With over 4 million babies born each year in America, there’s always a new crop of inexperienced parents waiting for companies to target them with fancy (and unnecessary) products.
#2: It’s all about perceived value and willingness to pay
According to a Pew Research Center survey, both parents work full time in 46% of US households. For many working parents, there’s just not enough time to do it all. That means they value convenience and saving time, and will be ready to pay for it.
It seems like the new online delivery services like Google Shopping Express, Amazon Fresh, and Instacart were designed for working parents.
Yes, those parents that will forget to buy one ingredient for a birthday cake they need to bring to school the next day. Those parents that need one fewer errand.
These services provide the convenience of shopping online and having everything delivered to your doorstep the next day.

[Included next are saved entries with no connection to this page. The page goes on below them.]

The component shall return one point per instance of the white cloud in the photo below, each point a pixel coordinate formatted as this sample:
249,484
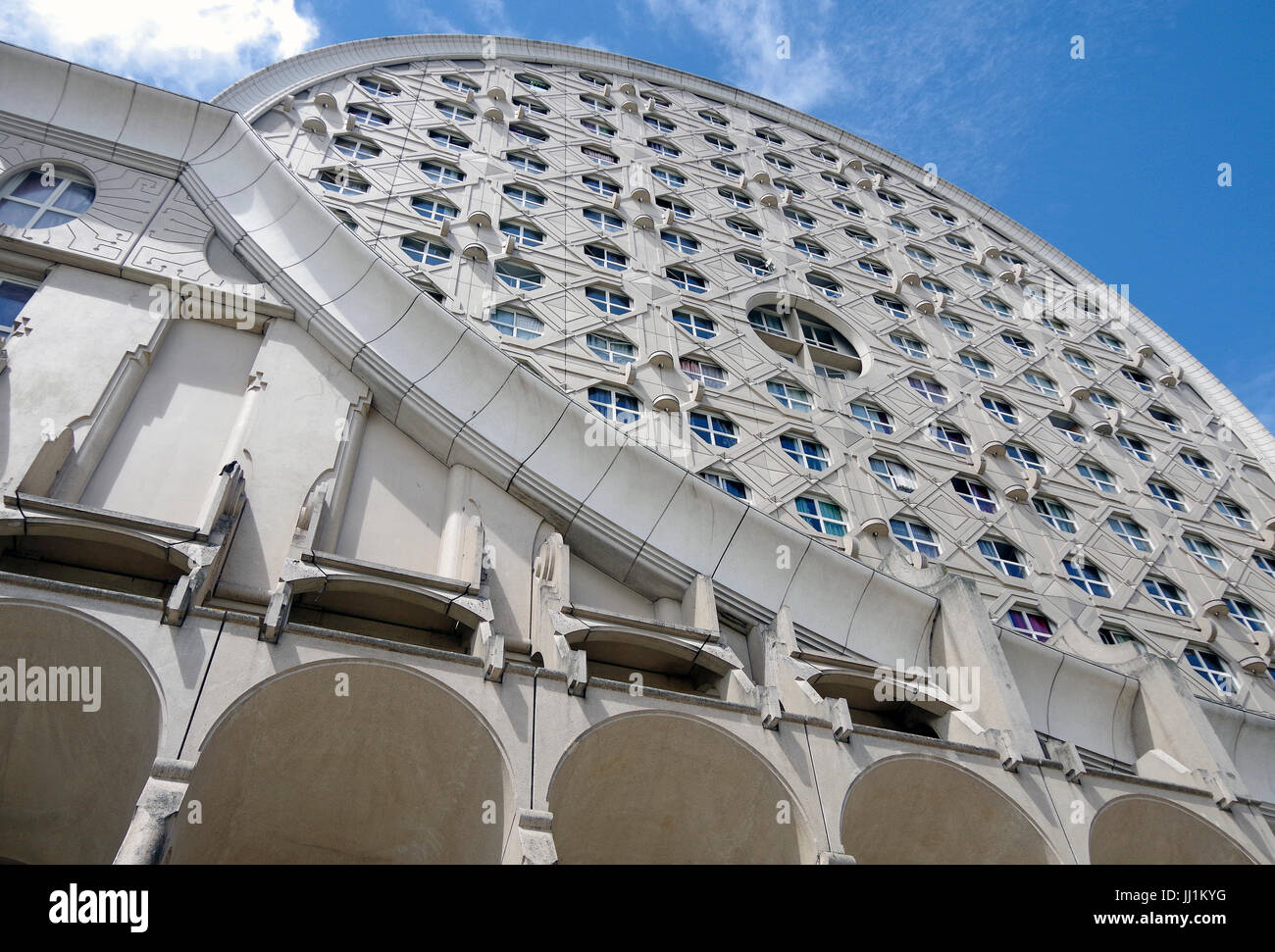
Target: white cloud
772,49
190,46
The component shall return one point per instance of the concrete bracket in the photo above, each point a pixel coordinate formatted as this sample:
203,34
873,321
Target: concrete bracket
1010,759
1066,753
532,844
828,858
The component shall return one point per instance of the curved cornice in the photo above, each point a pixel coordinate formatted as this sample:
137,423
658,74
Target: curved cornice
262,89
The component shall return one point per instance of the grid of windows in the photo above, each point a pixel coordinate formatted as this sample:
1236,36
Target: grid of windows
1054,514
1003,557
872,417
1168,594
713,429
789,395
1088,577
1167,496
974,493
517,324
916,535
615,404
1210,668
696,324
1129,530
1001,409
994,297
706,374
1031,624
730,484
823,517
1205,551
893,473
611,349
810,453
1097,476
1235,514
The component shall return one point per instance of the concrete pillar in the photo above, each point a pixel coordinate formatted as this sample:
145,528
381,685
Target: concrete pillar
160,803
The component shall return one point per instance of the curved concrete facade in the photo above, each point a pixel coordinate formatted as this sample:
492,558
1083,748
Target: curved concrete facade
400,593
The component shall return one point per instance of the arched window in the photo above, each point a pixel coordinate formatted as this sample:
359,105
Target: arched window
39,199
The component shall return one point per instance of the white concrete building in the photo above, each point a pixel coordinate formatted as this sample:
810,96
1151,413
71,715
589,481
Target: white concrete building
453,449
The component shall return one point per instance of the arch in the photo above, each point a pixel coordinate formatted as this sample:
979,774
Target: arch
1151,831
655,786
400,769
922,810
72,772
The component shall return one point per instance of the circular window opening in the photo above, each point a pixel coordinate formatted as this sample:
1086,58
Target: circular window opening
45,196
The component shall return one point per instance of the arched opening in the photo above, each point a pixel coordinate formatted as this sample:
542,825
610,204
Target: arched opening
381,611
1152,831
807,335
347,761
71,769
664,787
662,662
90,556
925,811
909,709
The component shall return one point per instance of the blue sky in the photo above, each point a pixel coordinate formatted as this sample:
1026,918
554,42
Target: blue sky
1112,158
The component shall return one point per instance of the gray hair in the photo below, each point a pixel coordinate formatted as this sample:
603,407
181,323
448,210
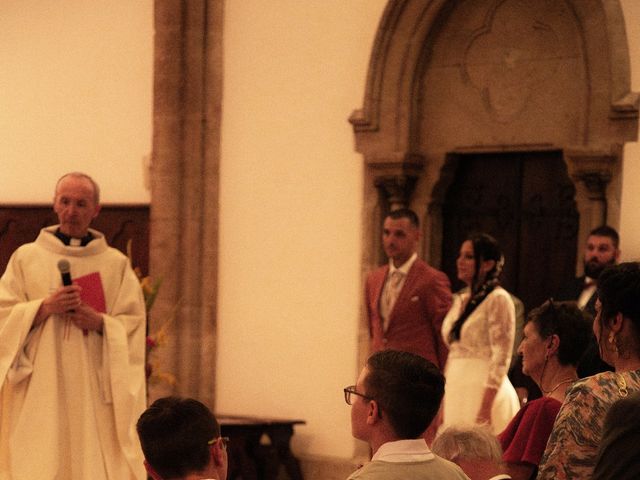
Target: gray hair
467,442
96,188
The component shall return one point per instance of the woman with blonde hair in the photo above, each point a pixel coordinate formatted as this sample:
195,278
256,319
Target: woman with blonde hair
555,336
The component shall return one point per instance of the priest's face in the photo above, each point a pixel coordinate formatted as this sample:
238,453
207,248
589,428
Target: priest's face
76,206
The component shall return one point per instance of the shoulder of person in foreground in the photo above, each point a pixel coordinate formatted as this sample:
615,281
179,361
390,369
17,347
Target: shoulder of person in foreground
436,468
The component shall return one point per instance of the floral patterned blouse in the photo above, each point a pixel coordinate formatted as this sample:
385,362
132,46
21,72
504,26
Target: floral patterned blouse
573,445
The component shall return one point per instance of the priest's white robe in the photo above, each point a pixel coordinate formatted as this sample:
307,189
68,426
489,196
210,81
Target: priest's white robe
68,406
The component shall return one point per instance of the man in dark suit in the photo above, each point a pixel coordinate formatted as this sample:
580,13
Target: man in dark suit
407,299
602,249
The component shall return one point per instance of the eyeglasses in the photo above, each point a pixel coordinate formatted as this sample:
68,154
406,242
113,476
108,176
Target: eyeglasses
225,441
351,390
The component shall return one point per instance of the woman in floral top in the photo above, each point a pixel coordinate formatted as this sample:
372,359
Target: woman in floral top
573,444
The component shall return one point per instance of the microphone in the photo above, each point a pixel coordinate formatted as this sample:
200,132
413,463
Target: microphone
65,271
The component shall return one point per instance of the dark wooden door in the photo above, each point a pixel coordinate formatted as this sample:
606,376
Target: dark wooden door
526,201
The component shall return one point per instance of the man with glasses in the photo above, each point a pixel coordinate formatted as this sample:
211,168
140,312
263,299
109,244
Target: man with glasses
181,440
396,397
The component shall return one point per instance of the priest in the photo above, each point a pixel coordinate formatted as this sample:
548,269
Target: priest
72,353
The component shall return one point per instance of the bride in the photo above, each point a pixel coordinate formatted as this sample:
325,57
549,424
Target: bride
479,331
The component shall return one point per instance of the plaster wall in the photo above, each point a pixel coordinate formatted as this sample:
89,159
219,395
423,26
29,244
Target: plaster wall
75,94
290,213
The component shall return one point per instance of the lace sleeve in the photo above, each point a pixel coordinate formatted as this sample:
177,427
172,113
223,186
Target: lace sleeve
501,319
451,317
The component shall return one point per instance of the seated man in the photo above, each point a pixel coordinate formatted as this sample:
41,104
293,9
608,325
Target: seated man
475,449
392,404
181,440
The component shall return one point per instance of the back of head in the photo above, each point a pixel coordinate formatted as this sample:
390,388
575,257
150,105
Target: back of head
469,443
569,323
619,292
485,247
408,389
174,434
405,213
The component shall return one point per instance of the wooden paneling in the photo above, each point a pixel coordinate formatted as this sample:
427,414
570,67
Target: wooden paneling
119,223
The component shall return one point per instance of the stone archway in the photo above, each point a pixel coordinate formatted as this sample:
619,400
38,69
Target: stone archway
452,77
455,77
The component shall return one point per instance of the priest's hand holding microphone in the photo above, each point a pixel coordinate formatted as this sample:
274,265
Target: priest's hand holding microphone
66,302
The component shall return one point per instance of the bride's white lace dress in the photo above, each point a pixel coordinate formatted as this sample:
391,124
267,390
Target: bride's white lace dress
480,359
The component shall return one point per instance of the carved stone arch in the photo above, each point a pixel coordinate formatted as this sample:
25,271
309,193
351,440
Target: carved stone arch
393,129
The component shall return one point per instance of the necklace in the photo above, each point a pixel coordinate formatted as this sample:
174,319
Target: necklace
567,380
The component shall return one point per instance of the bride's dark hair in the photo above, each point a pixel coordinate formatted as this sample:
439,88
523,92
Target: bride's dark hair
485,247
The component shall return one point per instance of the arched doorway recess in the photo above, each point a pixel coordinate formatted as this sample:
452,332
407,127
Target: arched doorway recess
449,79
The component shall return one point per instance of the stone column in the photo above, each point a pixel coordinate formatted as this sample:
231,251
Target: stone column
184,190
591,172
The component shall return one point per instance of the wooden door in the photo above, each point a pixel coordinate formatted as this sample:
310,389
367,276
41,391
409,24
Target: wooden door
526,201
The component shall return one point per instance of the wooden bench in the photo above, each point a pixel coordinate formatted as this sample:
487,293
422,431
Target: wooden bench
258,447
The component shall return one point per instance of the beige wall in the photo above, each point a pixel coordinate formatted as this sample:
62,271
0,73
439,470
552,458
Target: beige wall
290,212
75,94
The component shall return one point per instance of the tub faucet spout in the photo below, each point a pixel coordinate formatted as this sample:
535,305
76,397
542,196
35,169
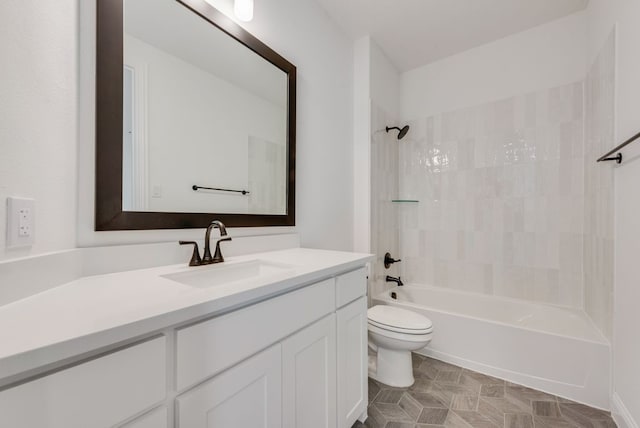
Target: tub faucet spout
394,279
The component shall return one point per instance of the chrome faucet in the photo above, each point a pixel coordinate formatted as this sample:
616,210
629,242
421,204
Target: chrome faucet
394,279
217,256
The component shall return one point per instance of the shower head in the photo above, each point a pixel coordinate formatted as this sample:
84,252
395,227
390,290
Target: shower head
402,132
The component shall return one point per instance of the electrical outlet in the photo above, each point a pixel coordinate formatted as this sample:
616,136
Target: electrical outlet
20,222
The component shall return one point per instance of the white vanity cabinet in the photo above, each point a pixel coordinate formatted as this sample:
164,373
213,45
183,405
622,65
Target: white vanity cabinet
247,395
309,376
296,359
352,367
99,393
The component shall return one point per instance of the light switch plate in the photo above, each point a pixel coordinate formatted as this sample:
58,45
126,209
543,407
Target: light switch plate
20,222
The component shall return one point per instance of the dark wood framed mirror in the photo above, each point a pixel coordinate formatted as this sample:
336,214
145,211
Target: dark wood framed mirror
126,203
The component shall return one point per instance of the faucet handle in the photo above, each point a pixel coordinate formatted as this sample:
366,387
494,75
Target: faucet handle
388,260
217,256
195,257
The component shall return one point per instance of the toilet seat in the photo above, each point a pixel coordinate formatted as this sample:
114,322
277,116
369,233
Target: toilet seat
398,320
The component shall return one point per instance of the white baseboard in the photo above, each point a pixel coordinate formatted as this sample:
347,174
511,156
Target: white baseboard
620,414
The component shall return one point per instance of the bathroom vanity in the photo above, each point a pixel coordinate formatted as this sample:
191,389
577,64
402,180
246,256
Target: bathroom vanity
277,339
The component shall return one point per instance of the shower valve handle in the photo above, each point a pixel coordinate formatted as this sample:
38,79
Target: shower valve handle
388,260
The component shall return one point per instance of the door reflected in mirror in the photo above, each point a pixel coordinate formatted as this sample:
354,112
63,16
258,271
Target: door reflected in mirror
199,109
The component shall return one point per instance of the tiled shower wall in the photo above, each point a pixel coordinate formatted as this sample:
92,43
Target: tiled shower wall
598,237
384,188
501,191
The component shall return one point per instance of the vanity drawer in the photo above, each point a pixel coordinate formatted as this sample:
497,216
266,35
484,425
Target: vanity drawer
350,286
98,393
211,346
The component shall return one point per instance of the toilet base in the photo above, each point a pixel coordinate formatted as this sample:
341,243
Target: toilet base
392,367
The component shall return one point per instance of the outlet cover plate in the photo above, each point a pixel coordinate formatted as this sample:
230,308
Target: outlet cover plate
21,214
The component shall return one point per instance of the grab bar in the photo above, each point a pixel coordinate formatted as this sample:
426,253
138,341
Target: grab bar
196,187
618,158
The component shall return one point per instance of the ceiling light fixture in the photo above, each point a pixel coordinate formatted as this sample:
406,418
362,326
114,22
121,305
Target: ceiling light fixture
243,10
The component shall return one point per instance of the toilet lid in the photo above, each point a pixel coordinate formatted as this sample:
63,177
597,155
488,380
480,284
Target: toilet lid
399,320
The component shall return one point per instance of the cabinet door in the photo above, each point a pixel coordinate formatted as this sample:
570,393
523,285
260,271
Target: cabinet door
352,362
154,419
309,376
98,393
246,395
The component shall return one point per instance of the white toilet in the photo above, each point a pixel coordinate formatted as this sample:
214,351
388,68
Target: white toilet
393,334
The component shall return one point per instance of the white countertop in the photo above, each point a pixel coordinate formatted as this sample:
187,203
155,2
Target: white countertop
98,311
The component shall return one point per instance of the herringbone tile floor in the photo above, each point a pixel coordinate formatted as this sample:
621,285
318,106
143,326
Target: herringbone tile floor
445,395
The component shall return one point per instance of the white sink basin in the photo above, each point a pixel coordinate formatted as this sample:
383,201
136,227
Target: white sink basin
221,274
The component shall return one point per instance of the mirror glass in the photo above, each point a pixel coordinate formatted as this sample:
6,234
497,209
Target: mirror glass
199,109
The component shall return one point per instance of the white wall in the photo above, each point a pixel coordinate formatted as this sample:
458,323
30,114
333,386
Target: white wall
301,32
362,145
603,15
38,118
385,82
376,87
544,57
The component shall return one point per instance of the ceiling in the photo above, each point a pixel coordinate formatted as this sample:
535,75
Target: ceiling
416,32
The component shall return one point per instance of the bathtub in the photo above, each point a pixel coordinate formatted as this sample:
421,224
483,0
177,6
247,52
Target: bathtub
553,349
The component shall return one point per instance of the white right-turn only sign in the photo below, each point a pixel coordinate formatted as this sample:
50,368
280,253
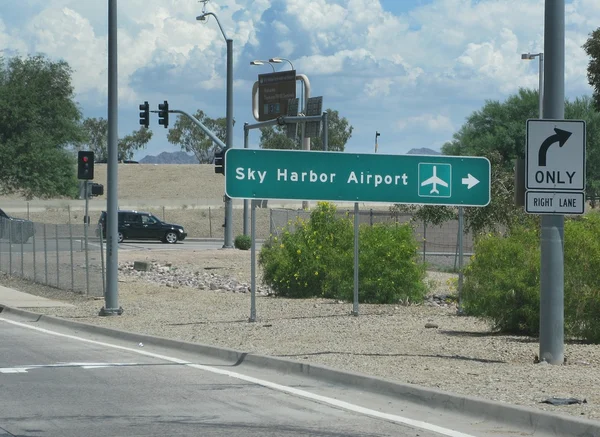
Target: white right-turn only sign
555,158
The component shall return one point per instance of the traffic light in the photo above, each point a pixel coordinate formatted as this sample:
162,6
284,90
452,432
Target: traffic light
163,114
97,190
220,161
85,165
145,115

This convenience means that parents have more time to spend with their kids. To these parents, the services and products increase in value, translating into a higher willingness to pay.
#3: Maximize share of wallet with context
Parents are a very distinct buying group. The characteristics and buying patterns coupled with historic purchases provide a rich contextual platform to be able to deliver targeted offers and product recommendations that ultimately can increase wallet-share and prevent customer defection.
My online delivery services know to offer beach gear when summer begins and office supply items right before the school year starts. They also recommend cross-sell products based on previous purchases or other parents’ buying patterns and remind me when I have to restock on key regular items like paper towels and snacks.
With the cost of acquiring a new customer being 6–7 times higher than retaining an existing one, such data-driven offers are instrumental to keeping a busy parent engaged, buying on a regular basis, and most importantly, not buying from competitors.
These are just a few of the lessons I’m bound to learn about pricing and parenthood. Summer vacation already kicked off 2 weeks ago, and as any parent will attest, summer camps are a whole new pricing lesson for a different blog.